One place manifold learning is often used is in understanding the relationship between high-dimensional data points. A typical case of high-dimensional data is images: for example, a set of pictures with 1,000 pixels each can be thought of as a collection of points in 1,000 dimensions – the brightness of each pixel in each image defines the coordinate in that dimension.

Here let’s apply Isomap on some faces data. I will use the Labeled Faces in the Wild dataset provided by scikit-learn.

from sklearn.datasets import fetch_lfw_people
faces = fetch_lfw_people(min_faces_per_person=30)
faces.data.shapeCode language: Python (python)
(2370, 2914)

We have 2,370 images, each with 2,914 pixels. In other words, the images can be thought of as data points in a 2,914-dimensional space.

Let’s quickly visualize several of these images to see what we’re working with:

fig, ax = plt.subplots(4, 8, subplot_kw=dict(xticks=[], yticks=[]))
for i, axi in enumerate(ax.flat):
axi.imshow(faces.images[i], cmap='gray')Code language: Python (python)

I would like to plot a low-dimensional embedding of the 2,914-dimensional data to learn the fundamental relationships between the images. One useful way to start is to compute a PCA, and examine the explained variance ratio, which will give us an idea of how many linear features are required to describe the data:

from sklearn.decomposition import RandomizedPCA
model = RandomizedPCA(100).fit(faces.data)
plt.plot(np.cumsum(model.explained_variance_ratio_))
plt.xlabel('n components')
plt.ylabel('cumulative variance')Code language: Python (python)

We see that for this data, nearly 100 components are required to preserve 90% of the variance: this tells us that the data is intrinsically very high dimensional—it can’t be described linearly with just a few components.

When this is the case, nonlinear manifold embeddings like LLE and Isomap can be helpful. We can compute an Isomap embedding on these faces using the same pattern shown before:

from sklearn.manifold import Isomap
model = Isomap(n_components=2)
proj = model.fit_transform(faces.data)
proj.shapeCode language: Python (python)
(2370, 2)

The output is a two-dimensional projection of all the input images. To get a better idea of what the forecast tells us, let’s define a function that will output image thumbnails at the locations of the projections:

from matplotlib import offsetbox

def plot_components(data, model, images=None, ax=None,
thumb_frac=0.05, cmap='gray'):
ax = ax or plt.gca()

proj = model.fit_transform(data)
ax.plot(proj[:, 0], proj[:, 1], '.k')

if images is not None:
min_dist_2 = (thumb_frac * max(proj.max(0) - proj.min(0))) ** 2
shown_images = np.array([2 * proj.max(0)])
for i in range(data.shape):
dist = np.sum((proj[i] - shown_images) ** 2, 1)
if np.min(dist) &lt; min_dist_2:
# don't show points that are too close
continue
shown_images = np.vstack([shown_images, proj[i]])
imagebox = offsetbox.AnnotationBbox(
offsetbox.OffsetImage(images[i], cmap=cmap),
proj[i])
ax.add_artist(imagebox)Code language: Python (python)
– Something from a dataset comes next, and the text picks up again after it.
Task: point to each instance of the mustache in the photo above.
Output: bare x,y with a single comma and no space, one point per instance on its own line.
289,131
Calling this function now, we see the result:

fig, ax = plt.subplots(figsize=(10, 10))
plot_components(faces.data,
model=Isomap(n_components=2),
images=faces.images[:, ::2, ::2])

The result is impressive: the first two Isomap dimensions seem to describe global image features: the overall darkness or lightness of the image from left to right, and the general orientation of the face from bottom to top. This gives us an excellent visual indication of some of the fundamental features in our data.